20.Power of Attorney. The Grantee hereby grants to the Company a power of attorney and declares that the Company shall be the attorney-in-fact to act for and on behalf of the Grantee, to act in his or her name, place and stead, in connection with any and all transfers of Shares and associated rights hereunder, whether or not vested, to the Company pursuant to this Agreement, including in the event of the Grantee’s termination.

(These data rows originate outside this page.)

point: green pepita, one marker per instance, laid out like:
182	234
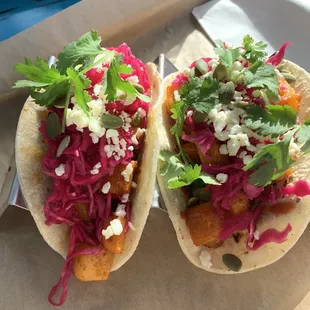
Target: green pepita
202	194
289	77
63	145
220	72
136	119
53	127
232	262
201	66
226	92
193	201
138	87
111	121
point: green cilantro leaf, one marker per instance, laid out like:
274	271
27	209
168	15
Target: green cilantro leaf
81	83
53	92
227	56
254	51
303	136
178	174
82	51
200	94
114	81
275	120
39	74
264	77
270	162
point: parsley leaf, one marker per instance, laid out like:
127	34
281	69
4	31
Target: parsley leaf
265	77
200	94
53	92
254	51
270	162
82	51
303	136
179	175
39	74
275	120
227	56
81	83
114	81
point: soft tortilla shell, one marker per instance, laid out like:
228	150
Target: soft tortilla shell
269	253
35	185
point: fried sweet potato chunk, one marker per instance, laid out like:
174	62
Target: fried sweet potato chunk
239	203
114	244
204	225
119	186
92	267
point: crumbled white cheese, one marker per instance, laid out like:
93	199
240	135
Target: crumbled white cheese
131	226
127	172
106	187
205	258
256	234
294	150
247	159
133	79
222	177
111	133
97	89
60	170
120	210
115	228
125	198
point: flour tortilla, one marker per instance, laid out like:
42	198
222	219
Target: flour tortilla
35	184
269	253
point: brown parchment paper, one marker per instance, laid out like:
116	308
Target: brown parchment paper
158	276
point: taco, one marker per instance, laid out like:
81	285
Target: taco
233	164
86	154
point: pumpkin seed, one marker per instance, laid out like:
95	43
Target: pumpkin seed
138	87
199	117
53	127
220	72
201	66
136	119
63	145
289	77
202	194
232	262
226	92
111	121
193	201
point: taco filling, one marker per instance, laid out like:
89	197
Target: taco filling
235	121
96	110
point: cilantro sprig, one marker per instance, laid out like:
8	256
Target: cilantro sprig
179	174
254	51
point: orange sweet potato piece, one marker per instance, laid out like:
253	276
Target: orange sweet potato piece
119	186
114	244
204	225
288	95
92	267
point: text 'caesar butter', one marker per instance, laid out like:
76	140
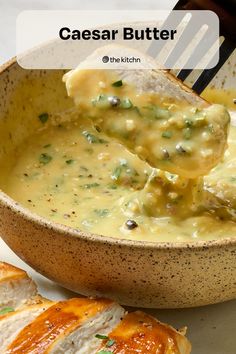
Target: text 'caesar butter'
128	33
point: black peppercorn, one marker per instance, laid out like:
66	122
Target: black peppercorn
114	101
131	224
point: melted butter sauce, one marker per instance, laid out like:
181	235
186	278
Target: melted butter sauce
76	176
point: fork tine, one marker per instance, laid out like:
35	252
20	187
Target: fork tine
225	50
184	73
206	42
171	22
189	32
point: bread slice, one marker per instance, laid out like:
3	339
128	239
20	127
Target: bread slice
16	287
142	333
152	113
13	322
68	327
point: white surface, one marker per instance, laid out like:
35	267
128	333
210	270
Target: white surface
211	329
9	9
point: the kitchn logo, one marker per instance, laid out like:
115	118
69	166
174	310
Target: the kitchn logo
123	59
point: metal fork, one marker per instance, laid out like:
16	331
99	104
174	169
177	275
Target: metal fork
226	11
227	31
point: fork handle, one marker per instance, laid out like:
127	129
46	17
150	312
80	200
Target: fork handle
224	9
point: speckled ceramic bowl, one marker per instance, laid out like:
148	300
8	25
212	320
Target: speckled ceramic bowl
161	275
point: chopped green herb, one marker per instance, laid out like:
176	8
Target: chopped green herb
118	83
126	103
154	112
116	173
43	117
101	101
101	336
110	343
101	212
83	168
69	162
112	186
93	139
6	310
45	158
137	110
187	133
188	122
210	128
167	134
91	185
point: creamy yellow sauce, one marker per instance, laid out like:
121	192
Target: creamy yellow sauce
74	175
168	133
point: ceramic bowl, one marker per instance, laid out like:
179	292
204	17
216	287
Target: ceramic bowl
135	273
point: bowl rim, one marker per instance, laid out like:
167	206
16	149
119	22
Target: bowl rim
14	206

21.Acknowledgements. By executing this Agreement, the Grantee acknowledges receipt of a copy of the Plan and the prospectus relating to the Performance Units and agrees to be bound by the terms and conditions set forth in this Agreement and the Plan, as in effect and/or amended from time to time. Electronic acceptance of this Agreement by the Grantee pursuant to the Company’s instructions to the Grantee (including through the Company’s E*TRADE Employee Stock Plan Account) shall constitute execution of this Agreement by the Company and the Grantee.